Allez, mes enfants, vers les pauvres, ceux dont l’âme est en train de mourir, étouffée dans les rets du matérialisme et de la science des hommes, et laissez Notre-Seigneur guider votre cœur. Soyez des témoins vivants de l’amour de Dieu et de la charité, et restez inébranlables dans le bien. Ne vous laissez pas décourager par les attaques et les critiques d’où qu’elles proviennent. Au contraire, grâce à ceux qui vous blessent, efforcez-vous d’acquérir une sainte répulsion pour tout manquement à la charité, et une sainte ardeur à pratiquer cette si belle vertu à chaque instant de votre vie.

Et, pour terminer, laissez-moi vous interroger. Qu’y a-t-il de plus grave : manquer à la vertu de charité de son plein gré, ou bien y manquer sans s’en rendre compte ? Sachez, mes enfants, que l’aveuglement est souvent la grave conséquence d’une trop haute estime de soi. Suppliez donc Notre-Seigneur de toujours vous garder dans la véritable humilité, et de vous faire ressentir chacun de vos manquements à la vertu de charité, afin que vous puissiez en demander pardon à votre prochain et vous en confesser.

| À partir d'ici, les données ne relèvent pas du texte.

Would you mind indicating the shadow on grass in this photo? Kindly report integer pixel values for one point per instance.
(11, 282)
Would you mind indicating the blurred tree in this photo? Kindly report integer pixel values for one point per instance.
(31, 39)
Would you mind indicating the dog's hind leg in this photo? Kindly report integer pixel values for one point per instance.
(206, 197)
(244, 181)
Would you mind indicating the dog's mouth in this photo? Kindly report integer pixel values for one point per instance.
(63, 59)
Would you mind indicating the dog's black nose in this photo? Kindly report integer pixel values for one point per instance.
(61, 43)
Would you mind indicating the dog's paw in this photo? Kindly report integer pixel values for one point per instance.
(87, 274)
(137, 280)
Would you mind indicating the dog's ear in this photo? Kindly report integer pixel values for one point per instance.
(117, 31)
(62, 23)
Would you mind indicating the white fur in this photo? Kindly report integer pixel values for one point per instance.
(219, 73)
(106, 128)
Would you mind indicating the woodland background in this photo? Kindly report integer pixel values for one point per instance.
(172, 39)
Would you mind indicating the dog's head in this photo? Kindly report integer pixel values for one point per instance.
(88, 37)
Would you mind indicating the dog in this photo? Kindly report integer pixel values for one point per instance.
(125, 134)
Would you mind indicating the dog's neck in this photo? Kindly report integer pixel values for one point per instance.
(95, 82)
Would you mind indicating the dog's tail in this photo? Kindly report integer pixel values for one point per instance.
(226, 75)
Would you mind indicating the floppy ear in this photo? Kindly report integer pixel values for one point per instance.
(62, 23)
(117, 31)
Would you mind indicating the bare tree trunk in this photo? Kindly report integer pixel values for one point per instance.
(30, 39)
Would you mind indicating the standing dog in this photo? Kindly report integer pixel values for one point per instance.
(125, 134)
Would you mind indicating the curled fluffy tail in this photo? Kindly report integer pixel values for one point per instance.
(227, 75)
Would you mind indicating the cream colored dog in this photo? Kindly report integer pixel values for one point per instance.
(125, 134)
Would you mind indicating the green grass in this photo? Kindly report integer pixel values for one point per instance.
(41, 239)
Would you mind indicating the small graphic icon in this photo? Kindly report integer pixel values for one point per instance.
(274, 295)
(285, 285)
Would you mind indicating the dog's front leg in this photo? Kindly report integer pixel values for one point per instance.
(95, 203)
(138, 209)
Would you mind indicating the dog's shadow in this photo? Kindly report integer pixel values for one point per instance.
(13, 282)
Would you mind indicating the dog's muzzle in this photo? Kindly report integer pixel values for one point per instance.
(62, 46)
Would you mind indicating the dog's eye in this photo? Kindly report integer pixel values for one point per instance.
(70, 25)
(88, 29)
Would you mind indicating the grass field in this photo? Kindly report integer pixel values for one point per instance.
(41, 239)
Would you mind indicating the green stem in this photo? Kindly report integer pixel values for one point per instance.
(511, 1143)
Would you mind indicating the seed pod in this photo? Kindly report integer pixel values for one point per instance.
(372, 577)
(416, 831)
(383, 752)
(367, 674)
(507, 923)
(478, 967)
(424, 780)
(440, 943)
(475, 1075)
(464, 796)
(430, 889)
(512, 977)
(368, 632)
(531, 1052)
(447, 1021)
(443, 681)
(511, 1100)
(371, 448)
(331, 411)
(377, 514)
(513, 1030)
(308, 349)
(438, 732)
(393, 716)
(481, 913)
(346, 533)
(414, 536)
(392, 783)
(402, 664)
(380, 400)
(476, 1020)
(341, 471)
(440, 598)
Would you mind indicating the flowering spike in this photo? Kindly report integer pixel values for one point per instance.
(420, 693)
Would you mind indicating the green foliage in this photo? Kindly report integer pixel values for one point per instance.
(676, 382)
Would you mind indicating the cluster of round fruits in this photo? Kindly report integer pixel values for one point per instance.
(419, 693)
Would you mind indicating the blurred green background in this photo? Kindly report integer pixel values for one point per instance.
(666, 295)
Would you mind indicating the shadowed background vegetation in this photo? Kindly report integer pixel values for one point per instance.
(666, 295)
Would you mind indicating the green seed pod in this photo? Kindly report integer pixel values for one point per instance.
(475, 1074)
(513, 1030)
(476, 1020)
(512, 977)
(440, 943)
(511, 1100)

Que ceux qui se croient dans une voie de sainteté simplement parce qu’ils se confectionnent un abondant palmarès de rosaires, de messes et de bonnes œuvres prennent garde ! Leurs confessions sont souvent fort scrupuleuses, mais ils n’y accusent point l’essentiel. Qu’ils demandent à Notre-Seigneur la grâce de leur faire connaître, par quelque événement et à travers la direction spirituelle, chacun de leurs manquements à la vertu de charité. Alors, leurs yeux s’ouvriront et ils connaîtront la véritable humilité.

Que Notre-Seigneur vous bénisse, mes chers enfants. Que sa très sainte Mère vous comble de sa maternelle affection ; et moi, je vous bénis au nom du Père, et du Fils, et du Saint-Esprit.